Date of Award
Doctor of Philosophy
Mechanical and Aeronautical Engineering (to 2013)
Dr. Judah Ari-Gur
Dr. Koorosh Naghsnineh
Dr. Dennis J. VandenBrink
Dr. Anthony M. Waas
A new technique for enhancing aircraft safety in the event of an on-board explosion was studied. The method under study employs deployable vent panels located on the fuselage which are activated by an array of pressure sensors in the aircraft interior. In the event that an explosion is detected, appropriate vent panels are rapidly released from the aircraft. This approach seeks to provide timely relief of explosive pressures within an aircraft to prevent catastrophic structural failure.

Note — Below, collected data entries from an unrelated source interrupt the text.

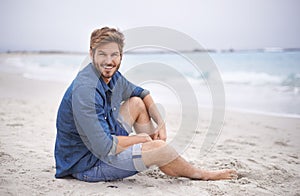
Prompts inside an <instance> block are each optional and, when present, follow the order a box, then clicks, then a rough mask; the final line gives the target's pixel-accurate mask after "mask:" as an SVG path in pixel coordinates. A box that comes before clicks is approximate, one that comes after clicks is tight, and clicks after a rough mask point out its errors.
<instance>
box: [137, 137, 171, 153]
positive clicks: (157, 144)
mask: <svg viewBox="0 0 300 196" xmlns="http://www.w3.org/2000/svg"><path fill="white" fill-rule="evenodd" d="M166 145H167V143H166V142H165V141H163V140H153V141H151V142H147V143H144V144H143V149H142V150H143V151H152V150H156V149H161V148H163V147H165V146H166Z"/></svg>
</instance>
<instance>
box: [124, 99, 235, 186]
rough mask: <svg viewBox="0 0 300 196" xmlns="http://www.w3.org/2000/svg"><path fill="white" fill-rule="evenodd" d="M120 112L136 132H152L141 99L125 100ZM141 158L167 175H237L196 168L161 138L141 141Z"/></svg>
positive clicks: (190, 177) (145, 109)
mask: <svg viewBox="0 0 300 196" xmlns="http://www.w3.org/2000/svg"><path fill="white" fill-rule="evenodd" d="M120 114H121V115H122V117H123V118H124V120H125V121H126V122H127V123H128V124H129V125H130V126H134V128H135V131H136V132H137V133H147V134H149V135H151V134H153V133H154V126H153V124H152V122H151V120H150V117H149V114H148V112H147V110H146V107H145V105H144V103H143V101H142V100H141V99H140V98H138V97H132V98H130V99H129V100H128V101H126V102H125V103H124V104H123V105H122V107H121V109H120ZM142 158H143V161H144V163H145V165H146V166H148V167H149V166H152V165H156V166H158V167H159V168H160V170H161V171H162V172H164V173H165V174H167V175H169V176H175V177H187V178H191V179H198V180H222V179H223V180H224V179H233V178H236V177H237V173H236V171H235V170H217V171H206V170H201V169H198V168H196V167H194V166H192V165H191V164H190V163H188V162H187V161H186V160H184V159H183V158H182V157H181V156H179V155H178V153H177V152H176V151H175V150H174V149H173V148H172V147H171V146H169V145H167V144H166V143H165V142H164V141H162V140H154V141H151V142H147V143H143V148H142Z"/></svg>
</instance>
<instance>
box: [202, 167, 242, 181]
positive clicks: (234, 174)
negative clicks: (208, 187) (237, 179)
mask: <svg viewBox="0 0 300 196" xmlns="http://www.w3.org/2000/svg"><path fill="white" fill-rule="evenodd" d="M237 177H238V175H237V172H236V170H234V169H223V170H216V171H206V170H201V179H202V180H231V179H237Z"/></svg>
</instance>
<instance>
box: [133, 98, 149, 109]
mask: <svg viewBox="0 0 300 196" xmlns="http://www.w3.org/2000/svg"><path fill="white" fill-rule="evenodd" d="M130 103H131V104H130V105H131V106H133V107H135V108H138V109H139V110H144V109H146V106H145V104H144V102H143V100H142V99H141V98H140V97H131V98H130Z"/></svg>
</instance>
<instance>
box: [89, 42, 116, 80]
mask: <svg viewBox="0 0 300 196" xmlns="http://www.w3.org/2000/svg"><path fill="white" fill-rule="evenodd" d="M91 56H92V59H93V64H94V65H95V67H96V69H97V70H98V72H99V73H100V75H101V77H102V78H103V80H104V82H106V83H108V82H109V81H110V79H111V77H112V76H113V75H114V73H116V71H118V69H119V67H120V64H121V54H120V51H119V47H118V44H117V43H115V42H111V43H107V44H103V45H100V46H99V47H98V48H97V49H96V50H95V53H94V55H93V54H92V52H91Z"/></svg>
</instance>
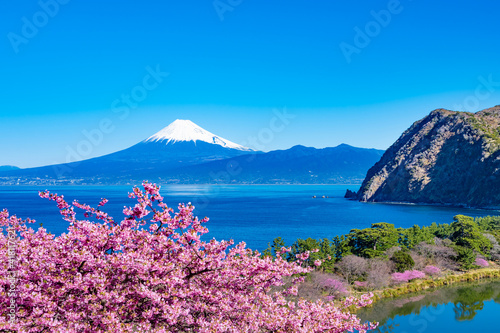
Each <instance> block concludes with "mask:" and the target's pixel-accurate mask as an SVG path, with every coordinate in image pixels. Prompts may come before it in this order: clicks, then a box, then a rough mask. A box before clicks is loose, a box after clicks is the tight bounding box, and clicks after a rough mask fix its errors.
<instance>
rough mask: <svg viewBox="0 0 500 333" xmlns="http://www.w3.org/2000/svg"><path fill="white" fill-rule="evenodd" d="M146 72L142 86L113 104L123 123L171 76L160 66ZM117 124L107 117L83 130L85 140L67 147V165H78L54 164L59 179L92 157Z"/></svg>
mask: <svg viewBox="0 0 500 333" xmlns="http://www.w3.org/2000/svg"><path fill="white" fill-rule="evenodd" d="M145 70H146V72H147V74H146V75H145V76H144V77H143V79H142V81H141V83H140V84H138V85H136V86H134V87H133V88H132V89H131V90H130V91H129V92H128V93H123V94H121V96H120V98H117V99H115V100H114V101H113V102H112V103H111V111H112V112H113V113H114V114H116V115H117V117H118V119H119V120H121V121H123V120H125V119H127V118H128V117H129V115H130V112H131V110H133V109H136V108H137V107H138V106H139V104H140V103H141V102H142V101H144V100H145V99H146V98H147V97H148V95H149V93H150V92H151V91H153V90H155V89H156V88H158V87H159V86H160V84H161V83H162V82H163V81H164V80H165V78H166V77H167V76H169V73H167V72H163V71H161V69H160V65H156V67H155V68H152V67H151V66H147V67H146V68H145ZM115 124H116V119H115V120H113V119H112V118H110V117H105V118H102V119H101V120H100V121H99V124H97V126H96V127H94V128H93V129H91V130H87V129H84V130H82V131H81V133H82V135H83V137H84V138H83V139H82V140H80V141H79V142H78V143H77V144H76V145H75V146H70V145H67V146H66V152H67V154H66V160H65V163H73V162H76V163H73V164H71V165H68V164H62V165H57V164H59V163H58V162H54V164H56V165H54V166H53V170H54V172H55V173H56V176H57V178H58V179H61V178H62V177H64V176H65V174H68V173H71V171H72V170H73V167H76V166H78V165H79V161H81V160H83V159H85V158H86V157H88V156H90V154H92V152H93V151H94V148H95V147H97V146H99V145H101V144H102V142H103V141H104V138H105V136H106V135H109V134H111V133H112V132H113V131H114V130H115V129H116V125H115Z"/></svg>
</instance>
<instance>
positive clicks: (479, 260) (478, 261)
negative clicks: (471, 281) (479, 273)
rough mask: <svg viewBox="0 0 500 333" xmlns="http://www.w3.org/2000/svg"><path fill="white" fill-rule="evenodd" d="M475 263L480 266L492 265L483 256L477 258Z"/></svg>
mask: <svg viewBox="0 0 500 333" xmlns="http://www.w3.org/2000/svg"><path fill="white" fill-rule="evenodd" d="M474 263H475V264H476V265H477V266H479V267H488V266H489V265H490V264H488V262H487V261H486V260H484V259H482V258H476V261H475V262H474Z"/></svg>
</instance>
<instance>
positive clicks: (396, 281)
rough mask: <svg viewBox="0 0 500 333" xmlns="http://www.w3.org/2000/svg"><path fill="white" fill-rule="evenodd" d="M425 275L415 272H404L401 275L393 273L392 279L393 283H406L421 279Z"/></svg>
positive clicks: (400, 274)
mask: <svg viewBox="0 0 500 333" xmlns="http://www.w3.org/2000/svg"><path fill="white" fill-rule="evenodd" d="M424 277H425V273H424V272H421V271H417V270H412V271H404V272H403V273H393V274H392V279H393V281H394V282H408V281H411V280H414V279H422V278H424Z"/></svg>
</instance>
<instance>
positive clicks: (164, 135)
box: [145, 119, 251, 151]
mask: <svg viewBox="0 0 500 333" xmlns="http://www.w3.org/2000/svg"><path fill="white" fill-rule="evenodd" d="M163 141H167V142H166V144H169V143H176V142H180V141H194V142H195V143H196V141H204V142H208V143H211V144H216V145H219V146H222V147H225V148H232V149H238V150H248V151H250V150H251V149H250V148H246V147H243V146H241V145H239V144H236V143H234V142H231V141H229V140H226V139H224V138H221V137H220V136H217V135H215V134H213V133H210V132H209V131H207V130H204V129H203V128H201V127H200V126H198V125H196V124H195V123H193V122H192V121H191V120H182V119H177V120H176V121H174V122H173V123H171V124H170V125H168V126H167V127H165V128H164V129H162V130H161V131H159V132H158V133H156V134H154V135H152V136H150V137H149V138H147V139H146V140H145V142H163Z"/></svg>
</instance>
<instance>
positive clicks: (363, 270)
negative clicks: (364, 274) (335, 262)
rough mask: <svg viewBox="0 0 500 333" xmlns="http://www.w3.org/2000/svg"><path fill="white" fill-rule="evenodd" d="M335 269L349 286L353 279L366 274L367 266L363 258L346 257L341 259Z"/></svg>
mask: <svg viewBox="0 0 500 333" xmlns="http://www.w3.org/2000/svg"><path fill="white" fill-rule="evenodd" d="M336 267H337V269H338V271H339V272H340V274H341V275H342V276H343V277H344V279H346V281H347V283H349V284H350V283H351V282H352V281H353V280H354V279H356V278H357V277H359V276H361V275H363V274H364V273H366V269H367V268H368V264H367V261H366V259H364V258H361V257H358V256H355V255H348V256H345V257H344V258H342V260H341V261H340V262H339V263H338V264H337V266H336Z"/></svg>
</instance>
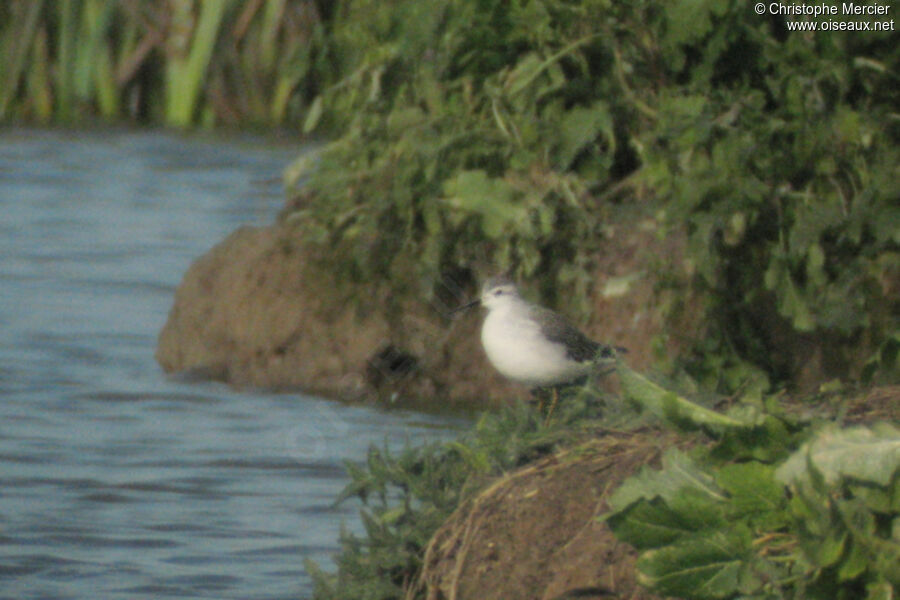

In this study, the approximate time scale of an explosive detonation and the subsequent sensing and electronic processing was determined. Then, the actuation response times of several vent panel systems were determined through analytical modeling and scale-model experimental testing with good correlation achieved.
A scale-model experimental analysis was also conducted to determine the decompression venting time of an aircraft fuselage under a variety of conditions. Two different sized pressure vessels were used in the experimental work and the results correlated quite favorably with an analytical model for decompression times.
Finally, a dynamic finite element analysis was conducted to determine the response of a portion of a typical commercial aircraft fuselage subjected to explosive pressure loading. It was determined from this analysis that the pre-stressing of the fuselage from cabin pressurization increases the damage vulnerability of a commercial aircraft fuselage to internal explosions. It was also learned from the structural analysis that the peak fuselage strains due to blast loading occur quickly (within approximately 2 milliseconds) while it was conservatively estimated that approximately 5 to 7 milliseconds would be required to sense the explosion, to actuate selected vent panels, and to initiate the release of cabin pressure from the aircraft. Additionally, since it was determined that predicted fuselage strains for both pressurized and unpressurized load cases remained well below the material strain limit, ultimate failure of the aircraft under blast loading may occur later than originally thought due to secondary explosive pressure reflections and the significant overall increase in cabin pressure after detonation. This delayed onset of failure indicates that an active venting system may indeed be capable of functioning rapidly enough to reduce significant fuselage explosive damage.
Veldman, Roger L., "Enhancing Commercial Aircraft Survivability via Active Venting" (2001). Dissertations. 1394.